- Second siege of Nargund: Part of Maratha–Mysore Wars
| Date | February 1785 |
| Location | Nargund |
| Result | Mysore victory |
| Territorial changes | Nargund annexed to Mysore |

Belligerents
- Maratha Confederacy: Kingdom of Mysore

Commanders and leaders
- Vyankatrao Bhave: Burhanudhin

= Siege of Nargund (1785) =

Part of Maratha-Mysore wars

The second siege of Nargund was a siege conducted by Tipu Sultan, the Sultan of Mysore, in Nargund in 1785. Tipu Sultan, along with his commander, Burhanudhin, defeated the Marathas and recaptured Nargund.

== Event ==
In 1778, Hyder Ali, the Sultan of Mysore, had successfully besieged the Maratha territory of Nargund. He retained its ruler, Vyankatrao Bhave, as a puppet and forced him to pay tribute.
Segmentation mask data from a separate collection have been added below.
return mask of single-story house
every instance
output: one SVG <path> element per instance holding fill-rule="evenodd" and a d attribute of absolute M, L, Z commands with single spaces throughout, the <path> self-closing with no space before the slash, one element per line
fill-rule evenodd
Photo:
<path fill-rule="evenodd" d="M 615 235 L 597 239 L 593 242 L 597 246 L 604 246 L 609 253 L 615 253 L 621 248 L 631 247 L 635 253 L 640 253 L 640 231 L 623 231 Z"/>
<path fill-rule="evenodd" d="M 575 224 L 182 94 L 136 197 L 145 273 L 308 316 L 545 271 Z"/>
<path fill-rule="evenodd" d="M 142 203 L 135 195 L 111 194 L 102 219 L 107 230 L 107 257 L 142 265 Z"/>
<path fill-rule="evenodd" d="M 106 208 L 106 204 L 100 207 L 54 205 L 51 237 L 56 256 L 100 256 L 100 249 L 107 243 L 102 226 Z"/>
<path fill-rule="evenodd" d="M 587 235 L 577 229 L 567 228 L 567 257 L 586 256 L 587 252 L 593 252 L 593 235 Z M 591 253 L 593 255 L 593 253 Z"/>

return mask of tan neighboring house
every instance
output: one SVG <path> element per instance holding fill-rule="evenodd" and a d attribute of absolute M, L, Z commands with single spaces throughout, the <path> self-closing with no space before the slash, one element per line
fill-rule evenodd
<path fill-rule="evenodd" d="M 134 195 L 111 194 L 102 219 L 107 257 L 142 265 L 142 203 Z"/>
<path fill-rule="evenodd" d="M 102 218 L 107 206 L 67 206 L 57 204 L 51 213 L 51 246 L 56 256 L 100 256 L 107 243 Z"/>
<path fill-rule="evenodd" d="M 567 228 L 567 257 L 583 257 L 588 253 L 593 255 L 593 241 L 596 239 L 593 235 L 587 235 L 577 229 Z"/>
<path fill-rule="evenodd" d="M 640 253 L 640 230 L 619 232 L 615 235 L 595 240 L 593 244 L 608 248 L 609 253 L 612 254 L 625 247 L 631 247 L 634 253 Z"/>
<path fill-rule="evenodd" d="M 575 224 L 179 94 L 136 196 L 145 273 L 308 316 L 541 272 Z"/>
After the death of Hyder Ali, Bhave refused Tipu Sultan's demand for increased tribute and attempted to rejoin the Marathas, with whom Bhave's loyalty had always lain. Tipu Sultan sent his son-in-law Burhanudhin to recapture Nargund. Burhanudhin trapped Vyankatrao in his fort in February 1785. Vyankatrao eventually surrendered and the territory returned to Mysore rule in July 1785.